Tuesday, December 21, 2010

why me?

hello friends...
i have one question to ask....why me?

why everytime i go out everyone is like ok have fun but when the dreamgirl goes out i have panic attacks. why do i need to pop nyquil and a sleeping pill. why. am i not attrative. what is it. why must i be the one that suffers. why can the girl that i truely love be fine when i go out but when she goes out i freak out.

ok fine. i get it. im fat. unattractive. fine i get. ok

peace

jthirteen

Sunday, December 19, 2010

Our Truth pt. 2

Hello Friends....

Well I just got done with a cig and I have "some thoughts"

1. All you girls who are BEAUTIFUL that have a personality of a FUCKING NAIL IN A BOARD I only have one thing to say.......FUCK YOU!!!!

2. I have THE BEST FRIENDS ever. I was looking at old pics of mine that just make me miss EVERYTHING about my past. A girl who truly loved me (before she cheated) and the best get togethers EVER! I will debate ANYONE! BRING IT!

HAHAHAHAHAHAHAHAHAHAHA

NIGHT FUCKERS!

j13

Saturday, December 18, 2010

Our Truth

Hello Friends...

Well hasn't shit been eventful lately!? Man! Thursday night!? Wow. The Ripperger and the Cream Puff truly showing how to REALLY drink wine!!!! Preach to you both!!! You both ladies can hold your liquor!! I am very impressed. Both of you honestly. But Jenn! Gotta give props to Jenn cuz she has her hookups! Kelly!!!!! WORD!!!!

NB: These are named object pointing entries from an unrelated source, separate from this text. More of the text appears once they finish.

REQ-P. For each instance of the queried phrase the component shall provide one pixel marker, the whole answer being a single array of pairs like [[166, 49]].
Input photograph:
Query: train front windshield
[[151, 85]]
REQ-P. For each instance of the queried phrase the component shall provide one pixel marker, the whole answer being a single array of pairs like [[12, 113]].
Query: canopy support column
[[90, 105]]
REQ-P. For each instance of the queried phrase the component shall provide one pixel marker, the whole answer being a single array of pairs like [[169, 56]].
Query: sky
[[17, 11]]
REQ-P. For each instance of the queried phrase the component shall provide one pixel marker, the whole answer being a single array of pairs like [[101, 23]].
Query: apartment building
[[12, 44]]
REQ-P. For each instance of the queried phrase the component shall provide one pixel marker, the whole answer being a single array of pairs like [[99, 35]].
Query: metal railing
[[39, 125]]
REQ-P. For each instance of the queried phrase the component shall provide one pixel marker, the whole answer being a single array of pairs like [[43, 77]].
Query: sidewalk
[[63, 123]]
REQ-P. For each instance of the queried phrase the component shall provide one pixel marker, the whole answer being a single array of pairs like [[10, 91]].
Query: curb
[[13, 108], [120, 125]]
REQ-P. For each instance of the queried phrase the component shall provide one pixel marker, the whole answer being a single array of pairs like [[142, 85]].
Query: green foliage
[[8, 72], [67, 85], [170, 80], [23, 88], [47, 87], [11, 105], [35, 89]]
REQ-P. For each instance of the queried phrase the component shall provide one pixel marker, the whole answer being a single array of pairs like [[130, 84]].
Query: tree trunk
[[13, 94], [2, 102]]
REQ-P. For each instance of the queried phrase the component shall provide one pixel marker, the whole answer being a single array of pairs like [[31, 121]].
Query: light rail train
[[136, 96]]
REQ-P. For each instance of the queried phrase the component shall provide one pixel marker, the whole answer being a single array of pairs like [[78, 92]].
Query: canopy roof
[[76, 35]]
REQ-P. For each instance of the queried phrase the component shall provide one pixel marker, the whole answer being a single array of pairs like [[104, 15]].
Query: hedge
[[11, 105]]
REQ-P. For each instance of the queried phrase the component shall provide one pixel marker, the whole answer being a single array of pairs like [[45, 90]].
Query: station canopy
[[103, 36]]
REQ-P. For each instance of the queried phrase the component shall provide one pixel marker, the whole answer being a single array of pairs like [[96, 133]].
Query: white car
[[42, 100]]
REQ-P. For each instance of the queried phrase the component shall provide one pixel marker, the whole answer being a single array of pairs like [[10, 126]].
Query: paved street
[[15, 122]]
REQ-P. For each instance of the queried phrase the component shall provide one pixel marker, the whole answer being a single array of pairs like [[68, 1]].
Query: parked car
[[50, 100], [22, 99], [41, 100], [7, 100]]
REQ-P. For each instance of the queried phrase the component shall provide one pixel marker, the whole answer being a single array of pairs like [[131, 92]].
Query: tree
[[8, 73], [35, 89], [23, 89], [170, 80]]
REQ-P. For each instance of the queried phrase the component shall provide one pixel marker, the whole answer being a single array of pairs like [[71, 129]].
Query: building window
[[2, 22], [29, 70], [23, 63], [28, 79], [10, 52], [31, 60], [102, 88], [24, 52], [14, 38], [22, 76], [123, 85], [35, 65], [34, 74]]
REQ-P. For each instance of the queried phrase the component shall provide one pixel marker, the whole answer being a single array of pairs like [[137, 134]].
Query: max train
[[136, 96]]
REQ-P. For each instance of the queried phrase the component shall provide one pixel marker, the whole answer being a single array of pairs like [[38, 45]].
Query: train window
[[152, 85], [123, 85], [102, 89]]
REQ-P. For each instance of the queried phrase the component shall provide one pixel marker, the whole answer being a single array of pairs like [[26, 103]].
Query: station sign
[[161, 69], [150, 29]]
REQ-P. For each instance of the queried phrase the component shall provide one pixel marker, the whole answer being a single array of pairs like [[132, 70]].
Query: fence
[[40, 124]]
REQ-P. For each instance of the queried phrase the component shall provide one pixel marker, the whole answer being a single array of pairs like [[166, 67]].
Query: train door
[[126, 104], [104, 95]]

But I have to say something. This post is gonna be selfish. Ok I get it. I am cocky. I have a selfish personality. I get it. I understand. I believe that I have this "swagger" that I believe makes me! That's who I am! I believe that I am a VERY good guy. If you need a drink, a favor, or even a place to sleep, I am the one to give it to you!!!! I believe that I would be willing to do anything for anyone!!! Whether your a CHEATER or a LIAR! Maybe someone that doesnt have a place to crash! I believe that I am one of the kindest as far as something like that. I will scratch your back. Make sure you can get home safe. I would give you food. I will drive you. I don't care because I believe that I am the kind of guy who expects that in return!!!! Ok so I am cocky. Ok so I think I am a great guy. I believe I have great intentions. But I realize that I am not the most attractive guy. I realize that I don't look that great with a shirt off. I realize that I may be overweight. But you know what!? This semester I at one point thought about committing suicide. Something happened in my life that made me wanna take my own life! Things were so low that I literally wanted to kill myself. People in my life literally made me want to kill myself. But you know what!? I stuck through it! I lived through it! I made it!!!! I am still here! ALIVE!!! I thought "FUCK NO!!!" I made it through!!! And for that I wanna give myself a pat on the back!!!! (Ok sorry Cream Puff I am being cocky right now.) I understand that I am cocky. Go ahead. Attack me for it! Go ahead! But you know what? I believe I am a great guy! I believe that I am strong and am willing to take ANYONE on!!!!! I may lose but you know what!? I have that PASSION!!!! I do!!! If you knock me down I GET BACK UP!!!!!!! I am patting myself on the back for getting through this semester after everything that has happened to me!!! I MADE IT!! I AM STILL ALIVE!!!! I made it! This semester is over!!! I fought my demons!!! I fought my conscience!!! I WON!!! I am still alive!!! I am still 6 feet above ground!!! God put so many distractions and things that tested my heart and soul and I STILL MADE IT ALIVE!!!! You know how in my last post I gave away some awards? Well I have an award. Strongest person. ME!!!!!!!! Thats right ladies and gentlemen!!! I had cunts, liars, bitches, fags, and real fuckheads around me. AND I AM STILL STANDING!!!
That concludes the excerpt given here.